Gammadoodler
Hero
I don't actually think we differ that much. I've never commented on what I think the broader population could be but on what they are, at least in a typical setting. And I don't think it should be controversial to expect commoners to be..common..in most settings, or for PCs to be a cut above those commoners from a capabilities perspective.Perhaps, but I think generally closer to the second than the first of these.
That's just it, though - the broader population might very well have class levels, or be able to acquire such, though probably not many.
Ah, there's where we differ.
I see adventuring as merely being the high-risk fast-track to gaining levels. Stay-at-home types who perform the same functions as adventurers - a soldier, a street thief, a lab mage, a temple cleric - also all gain levels as they go along and learn their trade, only that gain accrues MUCH more slowly than it does for adventurers in the field.

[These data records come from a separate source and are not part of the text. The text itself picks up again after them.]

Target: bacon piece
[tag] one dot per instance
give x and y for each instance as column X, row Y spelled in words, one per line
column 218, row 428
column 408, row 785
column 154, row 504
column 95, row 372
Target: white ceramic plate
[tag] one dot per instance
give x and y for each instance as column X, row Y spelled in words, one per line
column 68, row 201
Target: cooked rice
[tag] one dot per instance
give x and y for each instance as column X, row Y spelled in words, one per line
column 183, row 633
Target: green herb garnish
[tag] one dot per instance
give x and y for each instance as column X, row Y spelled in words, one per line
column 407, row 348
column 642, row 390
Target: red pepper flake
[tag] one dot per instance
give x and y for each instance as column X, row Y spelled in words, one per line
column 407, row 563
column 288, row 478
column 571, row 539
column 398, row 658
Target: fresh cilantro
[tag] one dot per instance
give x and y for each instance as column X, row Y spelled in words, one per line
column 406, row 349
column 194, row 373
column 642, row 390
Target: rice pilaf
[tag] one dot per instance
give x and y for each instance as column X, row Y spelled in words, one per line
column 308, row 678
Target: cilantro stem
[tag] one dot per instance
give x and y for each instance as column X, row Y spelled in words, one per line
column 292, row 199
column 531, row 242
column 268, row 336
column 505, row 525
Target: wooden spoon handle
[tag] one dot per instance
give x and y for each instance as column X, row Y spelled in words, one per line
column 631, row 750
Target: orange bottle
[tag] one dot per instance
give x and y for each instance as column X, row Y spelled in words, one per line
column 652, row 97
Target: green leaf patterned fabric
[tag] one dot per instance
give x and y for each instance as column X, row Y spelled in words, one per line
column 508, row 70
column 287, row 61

Meanwhile those in truly non-adventuring professions - a jeweller, a baker, a valet, a painter - never gain levels of any kind; yet they could, if they chucked those trades and got out into the field.
My point is that it should take no time whatsoever.
Indeed, this is true; but were it more capable I probably wouldn't allow the player to take it over (not yet anyway) and if it's less capable the player is merely taking on more of a challenge.
The one thing I won't do is have an NPC be capable of doing things a PC of the same species and class can never aspire to do.
Could one of those commoners forge a life of adventure, gaining experience and capabilities beyond their peers? Sure, but that would be...uncommon.
Likewise I didn't actually suggest that adventuring was the only way to attain the more advanced capabilities that class levels represent. I discussed how they would be gained through experience, exotic energies, magic and the like. Some or perhaps even most of these could be encountered through some other professions. But the time and peril required would, I expect again, make this uncommon.
And if adventuring is the "fast lane" to such experience, then it is reasonable to expect your professional adventurer PCs capabilities to rapidly outstrip those of their former non-adventurer peers (should they survive).
All of this, to me, sounds like D&D operating as intended. PCs start out stronger than the crowd and that gap increases with time. Are there others within the setting whose capabilities are on par or beyond the PCs, sure, but these are also exceptions.